W32.Poreon.Worm


Aliases: Win32/Kaz.28672
Variants: N/A

Classification: Malware
Category: Computer Worm

Status: Active & Spreading
Spreading: Slow
Geographical info: Some parts of Asia, Europe, North and South America, Africa and Australia
Removal: Easy
Platform: W32
Discovered: 14 Jul 2002
Damage: Low

Characteristics: W32.Poreon.Worm first appeared on July 14, 2002. W32.Poreon.Worm is a network-aware worm that spreads by producing a copy of itself using AOLSUCKS.EXE to randomly chosen network shares.
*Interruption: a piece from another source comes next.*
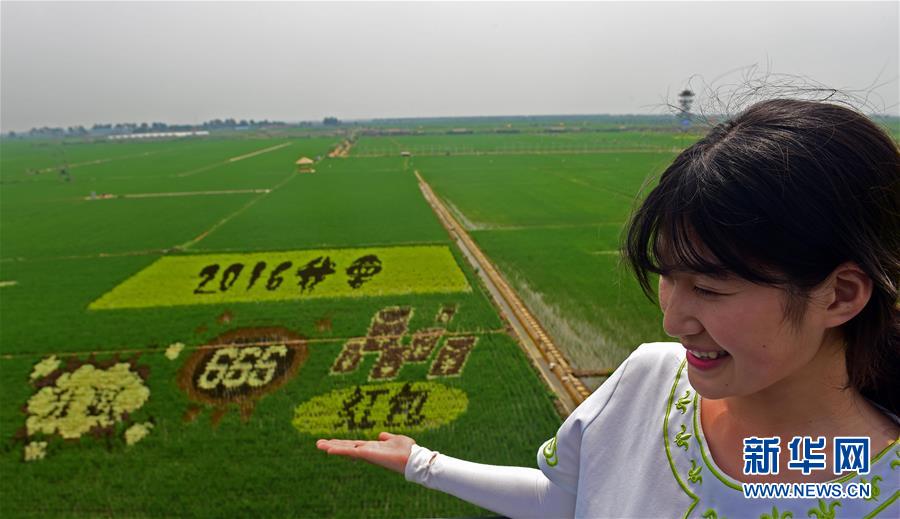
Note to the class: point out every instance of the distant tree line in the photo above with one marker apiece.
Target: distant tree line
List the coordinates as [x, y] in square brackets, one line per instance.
[103, 129]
This worm mostly affects Windows 2000, 95, 98, Me, NT and XP.

More details about W32.Poreon.Worm

Once W32.Poreon.Worm is executed, the worm produces copies of itself as AOLSUCKS.EXE to network shares as well as Command.exe, Sircam.exe, Norton.exe, Dave.exe, Floppydrive.exe, Scr.scr and Kazaa.exe in drive C. The worm modifies the default value to the system registry key so that the worm runs everytime the Windows starts. The worm also configures itself to execute when .exe, .com and .scr files run. To be able to do that, the worm alters the default values of some system registry keys.

The W32.Poreon.Worm program enters a user’s computer through security exploits. It may unknowingly be downloaded by the user while visiting websites that are not secure. It is stealthily installed on the user’s computer. It does not get the user’s consent before installation. This program is capable of launching at each computer start-up.The W32.Poreon.Worm application is said to place an icon on the computer’s start menu and on the compromised system’s desktop.